Regional Clinical Services Managers and Head of Clinical Fulfillment
The Regional Clinical Services Managers and Head of Clinical Fulfilment are responsible for:
- Implementation the Safe and Secure Handling, Administration and Supply of Medicines POLICY and Safe and Secure Handling, Administration and Supply of Medicines STANDARD.
- Performance managing the implementation of this Policy and Standard through the audit processes of the company;
- Ensure that all staff participating in the provision of services are familiar with, and adhere to, the Safe and Secure Handling, Administration and Supply of Medicines POLICY and Safe and Secure Handling, Administration and Supply of Medicines STANDARD.
- Ensure capacity and capability of staff to ensure safe and secure handling of medicines.
Clinical Services Managers and Lead Pharmacists and Pharmacy Technicians
Clinical Services Managers and Lead Pharmacists are responsible for:
- Ensuring that all clinicians, including all bank and contracted staff, are fully familiar, educated and comply with the Safe and Secure Handling, Administration and Supply of Medicines POLICY and Safe and Secure Handling, Administration and Supply of Medicines STANDARD.
- Signing off separate service competencies for clinicians
- Ensuring that clinicians have read and understood the documents with a record within the Document Management System.
- Ensuring that all cases of risk are escalated accordingly to the Incidents and complaints reporting SOP for Reporting Patient Incidents and Complaints using Tablet / SOP for Reporting Patient Incidents and Complaints using Computer
- Ensuring escalation to the pharmacist out of hours service via the Care Bureau on 01283 504122, or Trust pharmacist when necessary for clinical advice and support. Clinical Operations Out of Hours – Operational Manual
- Ensuring that all clinicians use the relevant tools in the management of medicines such as the Summary of Product Characteristics (SmPc) and Drug Administration Protocols provided by Healthcare at Home.
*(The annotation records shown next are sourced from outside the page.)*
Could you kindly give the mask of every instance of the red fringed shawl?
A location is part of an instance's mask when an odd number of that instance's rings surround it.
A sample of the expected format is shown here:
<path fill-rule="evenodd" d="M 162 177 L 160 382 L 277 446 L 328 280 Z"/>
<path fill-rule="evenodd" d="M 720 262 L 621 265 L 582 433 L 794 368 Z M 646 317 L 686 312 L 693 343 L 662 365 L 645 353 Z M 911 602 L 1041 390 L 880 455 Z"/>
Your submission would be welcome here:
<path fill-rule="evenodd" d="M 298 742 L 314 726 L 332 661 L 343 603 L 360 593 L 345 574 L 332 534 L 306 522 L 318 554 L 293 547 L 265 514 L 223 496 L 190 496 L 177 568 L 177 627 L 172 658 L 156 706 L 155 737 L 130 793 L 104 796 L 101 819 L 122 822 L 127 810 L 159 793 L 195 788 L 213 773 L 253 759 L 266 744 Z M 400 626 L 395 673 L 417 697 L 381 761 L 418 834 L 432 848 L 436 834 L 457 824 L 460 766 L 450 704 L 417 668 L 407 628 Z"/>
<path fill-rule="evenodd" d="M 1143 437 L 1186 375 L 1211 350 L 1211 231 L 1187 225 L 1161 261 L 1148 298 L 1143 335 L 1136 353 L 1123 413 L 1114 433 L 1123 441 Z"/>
- Ensuring the Health and Safety of clinicians working with medicines who are pregnant, breastfeeding or trying to conceive, are accommodated.
- Ensuring that appropriate and properly maintained facilities and equipment are available to all staff who handle medicines especially cytotoxic drugs.
- Ensuring that pharmacy and clinical services are reviewed by the relevant managers for the service against the current COSHH (Control of Substances Hazardous to Health) regulations with an authorised Healthcare at Home COSHH advisor.
- Ensuring that any member of staff transporting and administering cytotoxic drugs has received training on dealing with a spillage and droplet/ aerosol risk. Safe Handling and Administration of SACT in Community Setting POLICY.docx
All Clinical and Non-Clinical Staff, including the Procurement of Medicines
All Clinical and Non-Clinical Staff to whom this policy applies are responsible for:
- Ensuring that they are up to date with this Policy and the Safe and Secure Handling, Administration and Supply of Medicines STANDARD and any revisions that occur.
- Ensuring that all safety requirements according to COSHH guidelines and the Safe and Secure Handling, Administration and Supply of Medicines POLICY and Safe and Secure Handling, Administration and Supply of Medicines STANDARD are followed.
- Only carrying out hazardous activities when trained and competent to do so.
- Following departmental Standard Operating Procedures where available. See Related documents.
- Reporting all incidents and complaints SOP for Reporting Patient Incidents and Complaints using Tablet / SOP for Reporting Patient Incidents and Complaints using Computer
- Actively participating in the training programs provided.
- Informing managers/supervisors if they are pregnant, breastfeeding or trying to conceive if they are required to handle or administer cytotoxics within their role.
- All registered healthcare professionals are accountable for their practice in accordance with the standards laid down by their professional body.